What’s my problem with that 89+ score? Of course, it’s a personal opinion and entirely justified as such. However, to me it’s also part of a pattern of scoring wines particular to the printed German wine guides. To me they seem to be absurdly cautious about giving more than one point more to the new vintage of a particular wine than they did to the one before. That already makes their entire rating system inherently conservative and non-responsive. In contrast, I want to respond openly to each individual wine and rate it accordingly.
To this must be added the way they rate producers in hierarchies, in Eichelmann’s case with a five star system. Weingut Carl Loewen has four stars, which is a good rating. The problem with these producer hierarchies is that they seem to influence, or even dictate, the maximum score that each individual wine can receive. If a producer with only one or two stars (other guides use different symbols, but the principal is the same), then they have almost no chance of getting a 90 plus score, however stunning their wines taste. If, on the other hand, a producer has five stars, then 90 plus scores seem to be no problem even when the wine doesn’t taste that special. Of course, this is the opposite of what I am doing.
The result is that the average ratings for all the wines in each of the annual guides has inched up only slightly since the turn of the century. That is radically out of step with the reality in the glass though, the average quality of the wines reviewed having increased much more dramatically than the scores.

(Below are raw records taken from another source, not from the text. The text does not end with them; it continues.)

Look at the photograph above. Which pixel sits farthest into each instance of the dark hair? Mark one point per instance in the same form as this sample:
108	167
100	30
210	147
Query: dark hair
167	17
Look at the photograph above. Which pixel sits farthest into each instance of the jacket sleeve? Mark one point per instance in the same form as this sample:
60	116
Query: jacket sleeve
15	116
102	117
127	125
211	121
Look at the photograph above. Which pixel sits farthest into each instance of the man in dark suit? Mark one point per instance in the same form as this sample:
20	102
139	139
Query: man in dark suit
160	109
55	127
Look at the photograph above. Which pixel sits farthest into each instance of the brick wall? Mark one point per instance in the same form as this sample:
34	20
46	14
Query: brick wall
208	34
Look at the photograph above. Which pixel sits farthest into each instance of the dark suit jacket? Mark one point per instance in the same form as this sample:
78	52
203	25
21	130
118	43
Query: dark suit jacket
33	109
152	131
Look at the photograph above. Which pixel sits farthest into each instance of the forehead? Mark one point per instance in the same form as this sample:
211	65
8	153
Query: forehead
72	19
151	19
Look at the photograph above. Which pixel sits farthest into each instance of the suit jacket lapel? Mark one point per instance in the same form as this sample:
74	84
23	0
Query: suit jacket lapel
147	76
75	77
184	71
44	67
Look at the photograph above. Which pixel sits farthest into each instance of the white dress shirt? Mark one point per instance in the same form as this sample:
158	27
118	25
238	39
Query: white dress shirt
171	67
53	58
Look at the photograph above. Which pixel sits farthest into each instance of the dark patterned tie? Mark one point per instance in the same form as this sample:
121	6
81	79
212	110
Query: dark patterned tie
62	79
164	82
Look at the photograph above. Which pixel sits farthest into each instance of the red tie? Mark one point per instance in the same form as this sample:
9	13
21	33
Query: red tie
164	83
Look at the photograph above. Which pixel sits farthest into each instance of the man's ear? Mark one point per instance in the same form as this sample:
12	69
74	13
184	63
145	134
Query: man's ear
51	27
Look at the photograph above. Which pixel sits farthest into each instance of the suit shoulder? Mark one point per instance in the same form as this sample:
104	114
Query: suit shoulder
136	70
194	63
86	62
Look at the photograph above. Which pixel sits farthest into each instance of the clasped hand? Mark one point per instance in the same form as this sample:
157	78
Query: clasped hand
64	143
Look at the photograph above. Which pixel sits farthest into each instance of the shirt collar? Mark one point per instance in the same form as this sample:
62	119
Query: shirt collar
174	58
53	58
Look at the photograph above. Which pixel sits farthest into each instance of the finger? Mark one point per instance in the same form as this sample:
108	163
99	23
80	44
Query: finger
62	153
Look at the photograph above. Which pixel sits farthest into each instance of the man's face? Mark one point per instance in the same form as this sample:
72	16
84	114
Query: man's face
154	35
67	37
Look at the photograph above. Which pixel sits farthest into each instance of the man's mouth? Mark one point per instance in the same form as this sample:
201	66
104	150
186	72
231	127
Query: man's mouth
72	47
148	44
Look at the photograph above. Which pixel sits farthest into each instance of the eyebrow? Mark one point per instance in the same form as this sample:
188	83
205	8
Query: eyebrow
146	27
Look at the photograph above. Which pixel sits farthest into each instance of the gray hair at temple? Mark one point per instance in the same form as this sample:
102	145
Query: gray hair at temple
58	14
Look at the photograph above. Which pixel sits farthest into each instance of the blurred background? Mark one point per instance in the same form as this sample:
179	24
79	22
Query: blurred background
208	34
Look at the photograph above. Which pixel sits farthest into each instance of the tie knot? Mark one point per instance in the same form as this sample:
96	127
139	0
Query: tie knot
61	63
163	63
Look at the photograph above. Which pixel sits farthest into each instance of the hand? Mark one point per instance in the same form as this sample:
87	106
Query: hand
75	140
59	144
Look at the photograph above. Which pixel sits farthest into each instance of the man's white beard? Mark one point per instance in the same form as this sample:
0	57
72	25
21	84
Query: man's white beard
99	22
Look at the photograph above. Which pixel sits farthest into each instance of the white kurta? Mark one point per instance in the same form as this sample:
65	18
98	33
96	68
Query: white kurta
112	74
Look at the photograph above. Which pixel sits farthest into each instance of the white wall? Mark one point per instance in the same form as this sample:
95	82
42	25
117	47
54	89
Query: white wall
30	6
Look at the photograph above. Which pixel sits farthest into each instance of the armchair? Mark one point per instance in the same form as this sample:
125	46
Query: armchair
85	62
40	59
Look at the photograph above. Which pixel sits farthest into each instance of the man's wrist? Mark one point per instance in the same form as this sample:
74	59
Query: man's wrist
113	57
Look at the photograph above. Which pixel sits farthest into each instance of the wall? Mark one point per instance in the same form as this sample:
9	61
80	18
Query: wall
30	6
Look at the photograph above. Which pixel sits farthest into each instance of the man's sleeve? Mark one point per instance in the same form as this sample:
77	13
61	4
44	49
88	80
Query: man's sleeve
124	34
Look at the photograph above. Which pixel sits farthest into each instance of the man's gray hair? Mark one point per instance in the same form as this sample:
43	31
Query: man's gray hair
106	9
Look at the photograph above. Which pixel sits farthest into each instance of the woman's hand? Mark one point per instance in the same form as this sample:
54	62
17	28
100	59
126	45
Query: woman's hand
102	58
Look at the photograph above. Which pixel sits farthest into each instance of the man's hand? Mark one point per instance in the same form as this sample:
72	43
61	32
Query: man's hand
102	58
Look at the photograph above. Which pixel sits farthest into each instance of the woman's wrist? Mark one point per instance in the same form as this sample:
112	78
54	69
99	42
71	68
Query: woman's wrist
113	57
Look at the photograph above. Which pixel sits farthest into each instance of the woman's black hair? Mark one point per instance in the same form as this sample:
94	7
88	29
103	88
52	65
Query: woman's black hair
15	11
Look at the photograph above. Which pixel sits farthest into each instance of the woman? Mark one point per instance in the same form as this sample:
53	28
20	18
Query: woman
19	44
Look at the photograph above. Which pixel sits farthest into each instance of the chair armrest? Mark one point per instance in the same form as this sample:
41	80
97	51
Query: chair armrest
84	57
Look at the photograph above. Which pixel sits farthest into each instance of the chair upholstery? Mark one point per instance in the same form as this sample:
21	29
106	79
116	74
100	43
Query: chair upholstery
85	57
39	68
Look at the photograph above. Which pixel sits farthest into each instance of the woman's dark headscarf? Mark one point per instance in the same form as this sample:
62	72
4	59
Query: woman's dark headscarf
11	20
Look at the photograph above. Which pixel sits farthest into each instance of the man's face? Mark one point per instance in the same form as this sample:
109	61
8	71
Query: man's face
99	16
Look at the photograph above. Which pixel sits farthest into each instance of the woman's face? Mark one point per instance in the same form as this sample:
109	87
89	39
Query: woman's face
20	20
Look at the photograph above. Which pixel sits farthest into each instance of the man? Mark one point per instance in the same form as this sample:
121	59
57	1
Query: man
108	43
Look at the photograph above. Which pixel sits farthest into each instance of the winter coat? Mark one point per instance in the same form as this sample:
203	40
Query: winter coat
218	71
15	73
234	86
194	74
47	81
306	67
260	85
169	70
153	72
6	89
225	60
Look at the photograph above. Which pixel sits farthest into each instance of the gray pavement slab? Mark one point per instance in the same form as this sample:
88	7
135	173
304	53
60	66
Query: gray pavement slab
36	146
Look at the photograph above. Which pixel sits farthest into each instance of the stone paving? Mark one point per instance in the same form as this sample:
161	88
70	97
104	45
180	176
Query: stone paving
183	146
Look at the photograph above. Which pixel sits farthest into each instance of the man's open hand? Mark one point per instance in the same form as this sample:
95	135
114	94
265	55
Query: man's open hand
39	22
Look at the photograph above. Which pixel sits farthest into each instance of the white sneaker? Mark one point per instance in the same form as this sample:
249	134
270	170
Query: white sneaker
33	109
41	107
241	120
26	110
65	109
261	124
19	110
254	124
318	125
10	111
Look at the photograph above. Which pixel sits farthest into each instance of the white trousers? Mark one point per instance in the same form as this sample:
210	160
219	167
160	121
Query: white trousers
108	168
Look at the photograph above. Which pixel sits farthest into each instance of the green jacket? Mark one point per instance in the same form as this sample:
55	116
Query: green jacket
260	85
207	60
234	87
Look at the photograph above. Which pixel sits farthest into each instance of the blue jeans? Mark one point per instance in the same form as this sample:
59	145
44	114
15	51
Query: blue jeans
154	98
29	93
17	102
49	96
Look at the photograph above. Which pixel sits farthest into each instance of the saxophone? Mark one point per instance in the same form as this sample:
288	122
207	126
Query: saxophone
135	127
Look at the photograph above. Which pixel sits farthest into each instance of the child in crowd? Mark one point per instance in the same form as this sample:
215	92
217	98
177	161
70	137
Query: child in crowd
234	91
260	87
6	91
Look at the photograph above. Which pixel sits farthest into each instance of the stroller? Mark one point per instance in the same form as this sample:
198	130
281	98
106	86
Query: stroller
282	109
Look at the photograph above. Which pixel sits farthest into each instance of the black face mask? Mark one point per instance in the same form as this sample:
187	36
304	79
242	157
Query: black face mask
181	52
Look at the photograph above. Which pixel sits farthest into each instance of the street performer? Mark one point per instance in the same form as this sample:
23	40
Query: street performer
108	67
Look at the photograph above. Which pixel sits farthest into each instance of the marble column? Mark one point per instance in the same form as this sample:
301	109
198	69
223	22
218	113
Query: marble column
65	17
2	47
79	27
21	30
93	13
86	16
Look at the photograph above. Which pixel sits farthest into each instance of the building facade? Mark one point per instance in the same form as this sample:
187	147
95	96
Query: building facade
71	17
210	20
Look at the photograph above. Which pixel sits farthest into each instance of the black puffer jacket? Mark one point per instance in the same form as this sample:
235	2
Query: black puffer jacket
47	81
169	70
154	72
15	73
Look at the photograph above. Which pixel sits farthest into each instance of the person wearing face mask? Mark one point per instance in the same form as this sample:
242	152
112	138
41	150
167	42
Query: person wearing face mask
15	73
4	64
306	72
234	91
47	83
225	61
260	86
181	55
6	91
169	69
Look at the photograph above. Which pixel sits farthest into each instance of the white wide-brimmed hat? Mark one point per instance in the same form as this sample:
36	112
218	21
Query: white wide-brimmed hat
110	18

As a result of the way this scoring system works a great many wines are underrated.
The problem with all of this is that it suggests to the normal reader that nothing much has changed out in the wine world in recent years, rather than that the stasis results from the systematic conservatism of the guides. Beyond this, a score of 89+ for one of the best dry Riesling of the 2016 vintage in the Mosel and Germany – I am not alone, it is also the view of JancisRobinson.com (Jancis works with Michael Schmitt in Germany) and Weinwisser (Giuseppe Lauria is the taster in this case), to mention just two – could be misunderstood as implying that Weingut Carl Loewen is only worth something like 89+ points. This extrapolation could conceivably be extended to the whole region.
My own rating for that wine can rightly be understood also as praise for Christopher and Karl Josef Loewen’s winemaking skills and as praise for the amazing leap in quality the Mosel winemakers have collectively made since I started following them back in 1984. It has been a joy to see all these talents blossom and untold thousands of consumers around the world respond to these wines.